FORT KNOX, Ky. — Fort Knox officials are planning a series of efforts to get the community talking about Suicide Prevention Month this year.
This year’s theme, “Connect to Protect, Support is Within Reach,” is aimed at doing just that.
On Sept. 22 at 8 a.m., Fort Knox leaders are calling upon the community to walk, jog, or run from 1 to 22 laps around Brooks Parade Field. Each lap is roughly equivalent to one mile. Soldiers, Family members and DA civilians are welcome to join individually or as a relay team.
Tied to Suicide Prevention Month is the “Let’s Get Moving for Life” Walk/Jog/Run initiative, which is designed to encourage the community to be active together.
Shirley Johnson, Fort Knox Army Substance Abuse Program and Suicide Prevention Program Coordinator/Risk Reduction Program Coordinator said he has established a plan for each week, addition to the Sept. 22 engagement, to help the community complete the 22-mile mark by the end of the month.
For each week, participants are given the options to take the full week to complete the mileage goals, or to meet up on Sept. 2, 16, 23, and 30 to complete the goal with other participants. Warm up starts at 0800 at the Brady Loop Trailhead parking lot, located on the corner of Wilson RD and 9th Cav Regiment Ave.
“'Let’s Get Moving for Life' also gets after the senior commander’s priorities derived from the Strengths and Themes Assessment. The priorities for 2023 are overweight, work/life imbalance, and stress,” Johnson stated.
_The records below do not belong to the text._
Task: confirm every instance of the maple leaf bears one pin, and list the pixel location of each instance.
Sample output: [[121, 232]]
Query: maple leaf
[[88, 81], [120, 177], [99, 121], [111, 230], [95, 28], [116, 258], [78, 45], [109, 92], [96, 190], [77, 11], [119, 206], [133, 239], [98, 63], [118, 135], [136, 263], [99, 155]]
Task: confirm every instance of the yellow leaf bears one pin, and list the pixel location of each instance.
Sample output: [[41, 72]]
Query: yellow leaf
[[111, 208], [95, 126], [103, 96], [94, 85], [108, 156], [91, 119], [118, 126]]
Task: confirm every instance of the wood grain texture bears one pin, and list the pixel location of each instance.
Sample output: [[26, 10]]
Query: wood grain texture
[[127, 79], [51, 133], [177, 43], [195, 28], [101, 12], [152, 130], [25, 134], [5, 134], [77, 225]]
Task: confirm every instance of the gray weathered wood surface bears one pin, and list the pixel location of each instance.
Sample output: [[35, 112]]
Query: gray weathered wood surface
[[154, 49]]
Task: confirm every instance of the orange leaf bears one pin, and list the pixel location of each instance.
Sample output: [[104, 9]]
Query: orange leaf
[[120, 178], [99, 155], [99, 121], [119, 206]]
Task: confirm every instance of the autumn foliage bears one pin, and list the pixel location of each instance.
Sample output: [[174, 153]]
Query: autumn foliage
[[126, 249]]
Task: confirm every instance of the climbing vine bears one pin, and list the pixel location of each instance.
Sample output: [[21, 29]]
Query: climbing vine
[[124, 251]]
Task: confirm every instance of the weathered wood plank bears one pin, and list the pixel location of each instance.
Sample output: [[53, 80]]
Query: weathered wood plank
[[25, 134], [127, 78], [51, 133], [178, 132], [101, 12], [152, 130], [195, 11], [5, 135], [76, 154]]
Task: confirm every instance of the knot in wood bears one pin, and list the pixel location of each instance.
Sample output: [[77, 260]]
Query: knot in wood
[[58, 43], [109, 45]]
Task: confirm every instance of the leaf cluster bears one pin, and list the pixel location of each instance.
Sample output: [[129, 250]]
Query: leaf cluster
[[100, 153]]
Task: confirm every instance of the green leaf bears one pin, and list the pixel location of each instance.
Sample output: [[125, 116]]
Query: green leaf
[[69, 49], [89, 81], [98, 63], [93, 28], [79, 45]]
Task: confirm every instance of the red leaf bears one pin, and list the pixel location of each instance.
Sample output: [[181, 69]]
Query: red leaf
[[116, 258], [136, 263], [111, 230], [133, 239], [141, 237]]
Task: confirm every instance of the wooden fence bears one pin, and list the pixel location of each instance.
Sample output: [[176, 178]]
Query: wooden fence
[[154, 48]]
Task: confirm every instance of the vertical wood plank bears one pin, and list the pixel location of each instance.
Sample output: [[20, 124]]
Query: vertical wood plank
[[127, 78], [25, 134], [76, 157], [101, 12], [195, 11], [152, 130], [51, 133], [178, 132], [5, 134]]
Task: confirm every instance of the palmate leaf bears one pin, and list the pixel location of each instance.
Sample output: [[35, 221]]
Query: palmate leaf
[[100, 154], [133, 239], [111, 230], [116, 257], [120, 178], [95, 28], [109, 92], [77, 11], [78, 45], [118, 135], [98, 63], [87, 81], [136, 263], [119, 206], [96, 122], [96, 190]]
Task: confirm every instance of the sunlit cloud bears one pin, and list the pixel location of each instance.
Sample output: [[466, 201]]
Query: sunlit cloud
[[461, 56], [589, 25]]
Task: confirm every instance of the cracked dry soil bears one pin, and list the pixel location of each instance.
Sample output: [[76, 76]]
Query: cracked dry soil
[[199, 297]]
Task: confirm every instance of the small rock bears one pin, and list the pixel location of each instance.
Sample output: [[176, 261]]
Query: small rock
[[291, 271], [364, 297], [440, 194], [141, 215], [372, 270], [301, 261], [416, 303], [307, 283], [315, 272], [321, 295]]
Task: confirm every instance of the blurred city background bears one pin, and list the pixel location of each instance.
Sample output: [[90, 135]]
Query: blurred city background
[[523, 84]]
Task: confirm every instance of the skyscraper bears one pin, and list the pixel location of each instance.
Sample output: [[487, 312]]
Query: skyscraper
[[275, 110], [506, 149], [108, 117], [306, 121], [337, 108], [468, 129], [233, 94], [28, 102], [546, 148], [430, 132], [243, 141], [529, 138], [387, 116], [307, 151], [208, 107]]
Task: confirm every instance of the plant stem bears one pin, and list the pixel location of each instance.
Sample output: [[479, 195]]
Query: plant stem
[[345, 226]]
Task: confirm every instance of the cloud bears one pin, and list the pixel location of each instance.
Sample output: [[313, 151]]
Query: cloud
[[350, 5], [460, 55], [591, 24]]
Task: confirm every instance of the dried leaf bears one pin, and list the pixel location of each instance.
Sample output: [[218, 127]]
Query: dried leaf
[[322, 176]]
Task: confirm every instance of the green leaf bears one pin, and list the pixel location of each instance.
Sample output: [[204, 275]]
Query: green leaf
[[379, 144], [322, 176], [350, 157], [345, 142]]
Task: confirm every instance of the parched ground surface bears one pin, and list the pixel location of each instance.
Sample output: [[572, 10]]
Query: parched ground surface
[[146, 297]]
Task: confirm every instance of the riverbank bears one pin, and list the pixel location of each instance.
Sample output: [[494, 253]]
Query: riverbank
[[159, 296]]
The Army has established the Five Dimensions of Personal Readiness: emotional, physical, spiritual, family, and social. To get units actively involved, every unit has been assigned the task of planning and completing events that target three of the five during September.
“For example, Human Resources Command is planning a spiritual luncheon on 28 September to help strengthen spirituality throughout the command,” said Johnson.
Johnson explained that with Fort Knox’s diverse mission set, it is more effective for units to take charge of planning their own event in addition to participating in and promoting other suicide prevention events on the installation.
All units having been given flyers for each event are encouraged to share across the unit, he said.
Another act of support promoted throughout the month is the wearing of turquoise or purple every Monday, which are considered the colors of suicide prevention.
“Awareness does not change behavior; awareness alerts us to look out for our family, our coworkers and ourselves”, Johnson said. “The goal is to discover and target primary adversities and stressors because they are likely to lead to unhealthy behaviors.”
Editor’s Note: If you or someone you know is in a crisis, dial or text 988 to receive 24/7 free and confidential support from the National Suicide Prevention Lifeline.